Al cabo, cuando Canaris parecía haber terminado de hablar, el ruso se puso en pie lentamente y, volviendo la espalda a su antiguo amo, se inclinó en dirección al pequeño almirante.
—¿Puedo decir algo, almirante? —preguntó con educación.
—Sí —accedió Canaris.
—Gracias —dijo Krivyenko, y apagó la colilla.
No parecía atemorizado en absoluto. Su actitud, me pareció, era sorprendentemente desafiante, aunque debía saber que le esperaban tiempos bastante difíciles en Berlín.
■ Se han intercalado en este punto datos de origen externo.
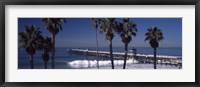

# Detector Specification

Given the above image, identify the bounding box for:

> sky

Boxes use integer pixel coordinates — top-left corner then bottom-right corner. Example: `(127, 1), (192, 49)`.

(18, 18), (182, 47)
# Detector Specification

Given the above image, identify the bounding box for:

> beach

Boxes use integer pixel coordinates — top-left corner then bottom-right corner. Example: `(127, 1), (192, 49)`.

(18, 47), (182, 69)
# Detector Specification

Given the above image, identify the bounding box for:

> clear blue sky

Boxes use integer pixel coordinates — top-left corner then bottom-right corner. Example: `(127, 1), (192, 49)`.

(18, 18), (182, 47)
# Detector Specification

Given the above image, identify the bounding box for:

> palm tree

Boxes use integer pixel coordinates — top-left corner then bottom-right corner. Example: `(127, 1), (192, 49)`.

(91, 18), (99, 69)
(42, 37), (52, 69)
(99, 18), (116, 69)
(145, 27), (164, 69)
(19, 25), (42, 69)
(42, 18), (66, 69)
(118, 18), (137, 69)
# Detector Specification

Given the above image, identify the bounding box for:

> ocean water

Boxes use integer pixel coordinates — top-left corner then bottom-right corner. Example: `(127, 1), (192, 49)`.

(18, 47), (182, 69)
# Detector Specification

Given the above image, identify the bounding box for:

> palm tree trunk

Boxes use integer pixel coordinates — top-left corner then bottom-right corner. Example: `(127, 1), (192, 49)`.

(109, 41), (114, 69)
(44, 61), (47, 69)
(51, 35), (55, 69)
(154, 48), (156, 69)
(29, 55), (34, 69)
(123, 43), (128, 69)
(96, 29), (99, 69)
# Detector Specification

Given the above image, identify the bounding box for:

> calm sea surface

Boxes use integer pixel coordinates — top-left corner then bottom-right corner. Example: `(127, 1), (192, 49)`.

(18, 47), (182, 69)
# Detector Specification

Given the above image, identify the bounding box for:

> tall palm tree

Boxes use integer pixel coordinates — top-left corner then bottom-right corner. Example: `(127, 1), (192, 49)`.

(145, 27), (164, 69)
(42, 37), (52, 69)
(42, 18), (66, 69)
(117, 18), (137, 69)
(91, 18), (99, 69)
(99, 18), (116, 69)
(19, 25), (42, 69)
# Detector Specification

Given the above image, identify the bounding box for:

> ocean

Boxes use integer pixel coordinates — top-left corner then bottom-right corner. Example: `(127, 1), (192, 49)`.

(18, 47), (182, 69)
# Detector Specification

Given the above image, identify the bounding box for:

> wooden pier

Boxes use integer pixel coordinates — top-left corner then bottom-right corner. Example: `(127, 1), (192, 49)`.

(69, 49), (182, 68)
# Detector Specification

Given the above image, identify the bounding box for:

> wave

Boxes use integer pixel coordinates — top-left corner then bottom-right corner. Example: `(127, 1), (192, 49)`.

(68, 59), (138, 68)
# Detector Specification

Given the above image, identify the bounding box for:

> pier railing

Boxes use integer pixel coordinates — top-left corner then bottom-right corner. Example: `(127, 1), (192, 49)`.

(69, 49), (182, 68)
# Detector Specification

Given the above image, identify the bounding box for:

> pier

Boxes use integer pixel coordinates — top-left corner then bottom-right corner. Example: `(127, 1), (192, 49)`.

(69, 49), (182, 68)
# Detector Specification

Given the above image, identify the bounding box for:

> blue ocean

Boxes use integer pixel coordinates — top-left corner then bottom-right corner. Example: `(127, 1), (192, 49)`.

(18, 47), (182, 69)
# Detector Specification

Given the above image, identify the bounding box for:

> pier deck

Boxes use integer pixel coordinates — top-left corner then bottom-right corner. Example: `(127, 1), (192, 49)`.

(70, 49), (182, 67)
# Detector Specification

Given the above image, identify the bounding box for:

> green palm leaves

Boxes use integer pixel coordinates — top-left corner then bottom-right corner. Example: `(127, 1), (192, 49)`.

(42, 18), (66, 35)
(145, 27), (164, 69)
(19, 25), (42, 69)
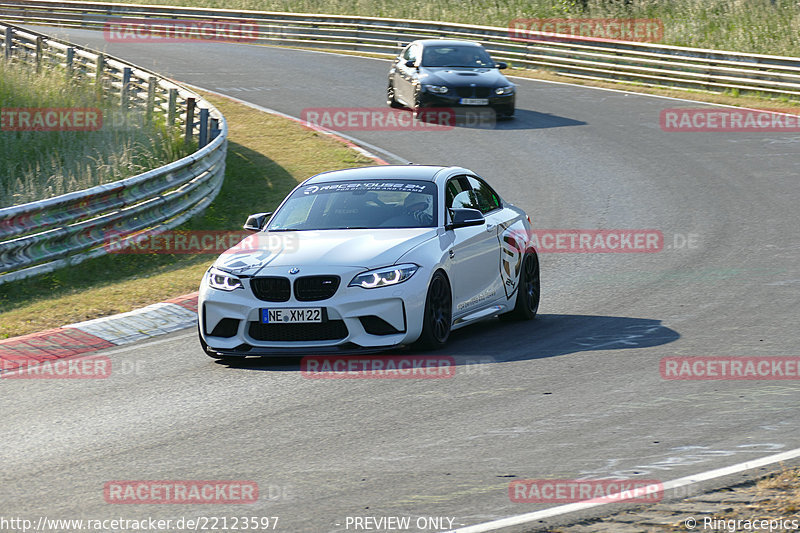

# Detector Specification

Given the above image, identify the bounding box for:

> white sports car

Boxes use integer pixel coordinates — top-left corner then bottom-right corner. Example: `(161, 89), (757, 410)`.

(198, 165), (539, 358)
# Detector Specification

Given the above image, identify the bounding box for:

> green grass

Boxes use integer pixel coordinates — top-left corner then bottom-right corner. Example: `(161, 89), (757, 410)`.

(94, 0), (800, 56)
(0, 91), (374, 338)
(0, 61), (188, 207)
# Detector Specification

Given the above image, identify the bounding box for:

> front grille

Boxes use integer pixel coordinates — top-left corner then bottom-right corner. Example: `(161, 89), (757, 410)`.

(358, 315), (400, 335)
(209, 318), (239, 339)
(294, 276), (340, 302)
(250, 276), (291, 302)
(249, 320), (347, 341)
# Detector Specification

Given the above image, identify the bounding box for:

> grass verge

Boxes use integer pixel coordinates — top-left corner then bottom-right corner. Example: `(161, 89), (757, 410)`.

(0, 94), (374, 338)
(0, 61), (188, 207)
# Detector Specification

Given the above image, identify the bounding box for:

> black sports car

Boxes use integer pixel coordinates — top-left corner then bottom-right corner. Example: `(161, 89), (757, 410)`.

(386, 39), (516, 117)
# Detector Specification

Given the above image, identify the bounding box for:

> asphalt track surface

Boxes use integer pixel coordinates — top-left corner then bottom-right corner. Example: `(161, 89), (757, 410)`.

(0, 29), (800, 532)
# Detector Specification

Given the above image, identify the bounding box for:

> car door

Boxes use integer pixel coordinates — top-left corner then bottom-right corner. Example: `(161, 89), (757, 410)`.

(467, 176), (527, 303)
(394, 44), (421, 107)
(445, 176), (503, 320)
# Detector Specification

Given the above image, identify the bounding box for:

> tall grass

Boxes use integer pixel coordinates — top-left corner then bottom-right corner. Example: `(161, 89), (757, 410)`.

(97, 0), (800, 56)
(0, 61), (184, 207)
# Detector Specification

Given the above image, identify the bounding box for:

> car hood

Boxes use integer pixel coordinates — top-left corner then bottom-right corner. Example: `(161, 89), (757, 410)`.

(214, 228), (436, 276)
(420, 67), (511, 87)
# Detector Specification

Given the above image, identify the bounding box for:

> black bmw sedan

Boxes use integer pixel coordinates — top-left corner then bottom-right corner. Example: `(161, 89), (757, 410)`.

(386, 39), (516, 117)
—Entonces me gustaría decir que sin duda maté a todas las personas que ha mencionado, Herr almirante: el doctor Berruguete, el doctor Batov y su hija. Los hermanos Rudakov van flotando Dniéper abajo. No niego ni por un instante nada de eso. Sea como sea, tal vez le interese saber que la auténtica razón por la que maté a los dos operadores no es exactamente la que ha descrito usted. Había otro…
El estruendo del disparo nos sobresaltó a todos, a todos menos a Krivyenko: la bala lo alcanzó justo en la nuca y se derrumbó de bruces contra el suelo, igual que un perchero sobrecargado. Por un breve instante pensé que debía de haber disparado Von Gersdorff, hasta que vi la Walther en la mano tendida del mariscal de campo.
—No creería usted ni por un momento que iba a dejar que ese cabrón me pusiera en evidencia delante de todo el mundo en Berlín, ¿verdad, Wilhelm? —dijo con frialdad.
—No, supongo que no —reconoció Canaris.
Von Kluge puso el seguro a la automática, la dejó en la mesa delante de él y salió de la sala a paso firme. Hubo justo el tiempo suficiente para que Canaris cogiera el arma de Von Kluge y la dejase con cuidado junto al cadáver de Krivyenko antes de que todos aquellos a los que se había pedido que salieran antes entrasen de nuevo a toda prisa.
No pude por menos de reconocérselo al almirante: tenía una presencia de ánimo sorprendente. Todo parecía indicar que Krivyenko había llevado el arma hasta su propia nunca y apretado el gatillo. Aunque supongo que en el fondo tampoco hubiera importado: no era probable que nadie acusara al mariscal de campo de asesinato, no en Smolensk.
—Este ruso se ha pegado un tiro —anunció Canaris para que lo oyesen todos los presentes—. Con la pistola del mariscal de campo. —En voz queda, añadió—: Como una escena de una obra de Chéjov. ¿Qué cree usted, Rudi?
—Sí, señor. Justo eso estaba pensando. Ivanov, diría yo.
Me acerqué al cuerpo inmóvil de Krivyenko y lo toqué con la puntera de la bota. El hombre no tenía aliento y había tanta sangre en el suelo que no me hizo falta agacharme para buscarle el pulso, aunque habría sido fácil cogerle la muñeca para comprobarlo. Era curioso cómo había caído de bruces, con una mano ligeramente a la espalda, casi como si la tuviera atada allí. La causa de la muerte había sido un solo disparo en la cabeza. La bala lo había alcanzado justo encima de la nuca, atravesando el occipital, cerca de la parte inferior del cráneo; el orificio de salida estaba en la parte inferior de la frente. El disparo se había efectuado con una pistola de fabricación alemana para balas de menos de ocho milímetros. El disparo en la cabeza de la víctima parecía ser obra de un hombre con experiencia. Me pareció más que probable que el cadáver fuese a parar a una tumba poco profunda, sin nombre ni nadie que la llorase.
—Es curioso, pero creo que se ha quedado sin su testigo de la masacre del bosque de Katyn después de todo, Bernie —comentó Von Gersdorff.
—Sí —dije—. Sí, eso parece. Aunque tal vez, si bien de manera muy modesta, se ha hecho justicia a los muertos.